You can somewhat upset calculators and computers when you try to divide anything by 0. But they can be really upset like this: I was happily reading some website on deep sea fish, when a juicy fat trojan smacks me one, claiming to be some sort of antipiracy software. The whole kit and feckin' kaboodle's gone spare...

Basically, this nasty little worm downloaded itself from wherever it saw fit (probably a compromised javascript in one of the pages I wanted to read) and disguised itself as anti-piracy software. It promptly told me I'd downloaded illegal stuff, completely locked me out of everything and told me that I'll go to court - or I can pay a fine now... So I dug my way out of that (with a sneaky use of "convert to Excel" to nip back into my C drive) I managed to get back into my system - to find it's riddled me with some rather convincing looking "Your system has a virus!" cleaner programmes demanding money to go away. What an unpleasant piece of software!

So far I count over 800 replications of itself that I have deleted and wiped. That thing moves faster than I possibly can, each time I shoot down one, there's another! I feel sorry for any poor sap that gets stung with the same thing. Hell, I feel sorry for me right about now! I've been running scanners, deleters, wipers, manually erasing bad files myself - but now I'm stumped (and writing this blog on good ol' Notepad). I worry for the people that don't have computer knowledge as it's reduced me to swearing on a regular basis. I'm not particularly savvy - but I am smart.

(But you can really, really upset calculators if you try to divide 0 by 0...)

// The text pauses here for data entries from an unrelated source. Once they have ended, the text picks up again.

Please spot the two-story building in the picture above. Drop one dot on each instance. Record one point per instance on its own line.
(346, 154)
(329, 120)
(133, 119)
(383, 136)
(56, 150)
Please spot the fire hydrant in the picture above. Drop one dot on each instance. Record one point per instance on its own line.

It's now day two of fighting off this beastie. It's got registry folders, random accesses, trojan viruses, blocked ports and back doors all OVER the damn place. I've been manually pulling chunks out and trying to get programmes that will clean it: but the virus has proxies and port blockers built into it too, complete with lines that specifically block updaters for antivirus/malware scanners and block specific sites with the really useful programmes that stand a chance of finding them! AUGH!

If I didn't have a spare, unaffected computer, I'd have been really stranded. is doing the best job so far, but expects you to pay for it. It appears to be a programme dedicated to this particular virus/trojan stream however, and will find all the threats (222 on my laptop now). I'd be tempted to pay for it - but the viruses mean I can't actually get onto the website...

However, using the information it HAS found for me, I was able to carefully delete the separate parts of the viruses from my registry. If you have the same problem, you'll need to remember to change the permissions on some of the folders before you can delete them - the sneaky coders covered the root source with a "read only" script, but that's easy to shoot down. So yes, that's why I've been a bit quiet - I've been a little preoccupied pounding this hack.

I swear to God, if I ever find you, the little asshat that wrote this nasty crap which caused me these problems and wasting my weekend off, I'm going to smash your face in - and that's a promise.